From Saturday's Globe and Mail

While it turned out to be a false alarm, the response of public health officials to an apparent outbreak of disease on a Via Rail train was a textbook example of how to react to an outbreak.

Around 9 a.m. yesterday, the Sudbury District Health Unit was notified of an unusual event on the Canadian – one woman dead and six others ill. The train was stopped in Foleyet, an isolated community in Northern Ontario.

Despite the remote location and unusual circumstances, public health was able to react within an hour. To contain the potential spread of disease, the sick were isolated in one car and other passengers quarantined, meaning they could not leave the train.

“The first thing you need – and the hardest thing to get – in these situations is information,” said Burgess Hawkins, manager of the environmental health division. “We didn't know what we were dealing with.”

Serendipitously, there was a doctor on the train able to monitor the health of the sick passengers.
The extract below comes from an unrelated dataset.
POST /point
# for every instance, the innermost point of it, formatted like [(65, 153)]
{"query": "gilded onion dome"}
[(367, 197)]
Public health officials, the closest of whom was about 100 kilometres away in Timmins, made their way to the train. One passenger was airlifted to hospital. So were fluid samples from the others.

Lab tests were done. “It's a process of elimination,” Mr. Hawkins said. They tested for influenza, respiratory syncytial virus (RSV, a common respiratory ailment) and other viruses.

Meanwhile, federal, provincial and local officials were meeting by teleconference to exchange information and plan their response.

David Butler-Jones, Canada's chief public health officer, was in the operations centre in Ottawa – a facility designed to be the public nerve centre in the event of a pandemic outbreak, terrorist attack or natural disaster.

There was a series of teleconferences, again with an emphasis on “coms” (short for communications), Dr. Butler-Jones said. “You want to be transparent, but you also want to be accurate,” he said.

By mid afternoon, it was apparent there was no outbreak of infectious disease. Just a series of “confluent events” that raised alarm bells – one person dead of unknown causes, another with breathing problems and five others not feeling so well.

David Williams, Ontario's acting chief medical officer of health, delivered the news in a packed press conference. “Today went very well,” he said.

Dr. Williams was bombarded with questions from reporters suggesting public health officials overreacted.

But they acted by the book: Quickly, appropriately and professionally. It was a stark contrast to SARS, an outbreak whose response was later described as a “international embarrassment” by a blue-ribbon panel. Canada has invested a lot in pandemic preparedness over the past few years and the investment is paying off.

Officials in towns big and small routinely carry out exercises to prepare them to respond to public health crises.

“This incident gave us a good test of our systems and they turned out to be pretty good,” Mr. Hawkins said.

The reality too is that public health officials deal with outbreaks – suspected and real – all the time: in nursing homes, hospitals, schools and child-care centres.

But the unusual location, a train, attracted a lot of media attention.

Dr. Butler-Jones said the only surprise he had yesterday was how quickly the train incident became a national and even international story.

“But, in the end, I was really pleased with how everything turned out,” he said.